It's been years since you made any major improvements to your
home and it's about time. Your spouse and children are also urging you
to give the house a facelift. So, what do you do? Dip into your savings?
Great! But that's only if you've enough stashed away in there. Go in
for a regular loan? But you can't, because you've a bad credit history, a
difficult to prove income and just no down payment capability. And
besides, regular loans are only meant for house construction and not for
renovations. So what're you to do?
Those with bad credit
understand how difficult it can be to try and get a loan for buying a
home or refinancing an existing home mortgage loan. Although, most loan
companies may tell you that if they can't help you, no one can, that is
simply not true. People with adverse credit history may need to put in a
little more effort to search out the right home loan, especially with a
decent interest rate. Every mortgage loan company varies in its offer
for a home loan. A program that is impossible for one company can be
very much possible for another. Some mortgage loan companies specialize
in home loans for people with less than perfect credit and have more
lenient qualifications than others. The key to getting approved for a
loan with poor or bad credit is persistence!
Defining home loans
Home
loans are not much different from the average loans extended by
mortgage loan companies. They've interest rates, points and fees. They
can be compared online, and they've seasonal trends. The only real
difference is that, as a borrower with a less than stellar credit
record, you may have to pay a slightly higher rate for this loan to
negate the mortgage loan company's increased risk.
Some home loans
are specifically designed to help you fund essential home improvement
projects. By encouraging you to make improvements to your home, the
mortgage loan company helps increase the market value of your property.

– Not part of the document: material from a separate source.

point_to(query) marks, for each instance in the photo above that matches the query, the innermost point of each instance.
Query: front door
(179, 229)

But, how does a mortgage loan company stand to gain by extending such a
loan? Simple, it makes money through additional interest that you pay
for this loan.
Thus, it is important to prepare yourself with
information about home loans and compare the offers of various mortgage
loan companies to make sure you get the best deal.

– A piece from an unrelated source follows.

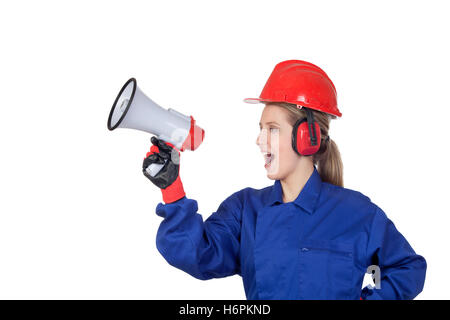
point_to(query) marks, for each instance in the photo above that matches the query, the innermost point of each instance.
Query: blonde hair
(328, 159)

Advantages of mortgage loan companies
There
are a few things you need to know about mortgage loan companies. These
companies specialize in providing home loans for people like you, who
are in less than ideal situations. For this, a mortgage loan company
takes risks that the average bank refuses, namely offering home loans to
people with bad credit. If you have bad credit or declared bankruptcy, a
mortgage loan company takes a big risk by extending this loan. People
with bad credit are seven times more likely to default on loans. As a
result, these companies make up for this risk by levying higher interest
rates and fees and also ensure they make a profit. But the end result
is that you get the loan, which you may not have raised from other
avenues. However, the smart thing to do is to cast your net wide while
short-listing such mortgage loan companies.

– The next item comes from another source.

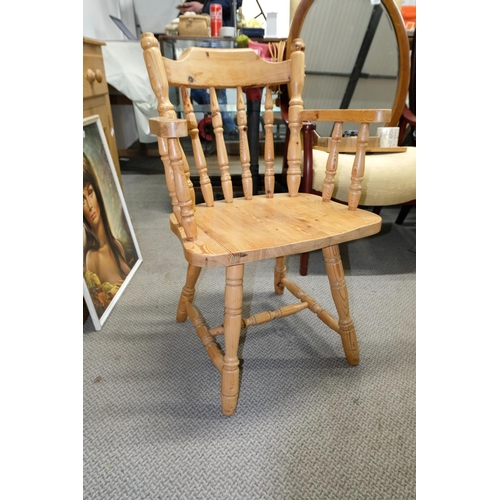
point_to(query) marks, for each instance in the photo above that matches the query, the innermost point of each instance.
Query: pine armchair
(235, 231)
(359, 56)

Searching the best mortgage loan companies
It's
important to remember that just because you've bad credit, doesn't mean
you should accept the first home loan offer that comes your way.
Interest rates and fees on a home loan vary from one company to the
other, so it pays to shop. The best way to compare a home loan is to go
online. While comparing, remember to enter the same information for each
mortgage loan company, since different loan amounts, down payments and
income levels affect the rates. This also helps to get a quote for the
same risk level.
If you're planning to purchase a home for the
first time or refinance an existing mortgage despite an adverse credit
history, you may do well to compare the offers of the various mortgage
loan companies before you accept a home loan offer. Certain companies
specialize in offering home loans to people who have a high-risk credit
history in return for charging higher rates and fees. How much is
charged on these loans varies and offers can be quite competitive.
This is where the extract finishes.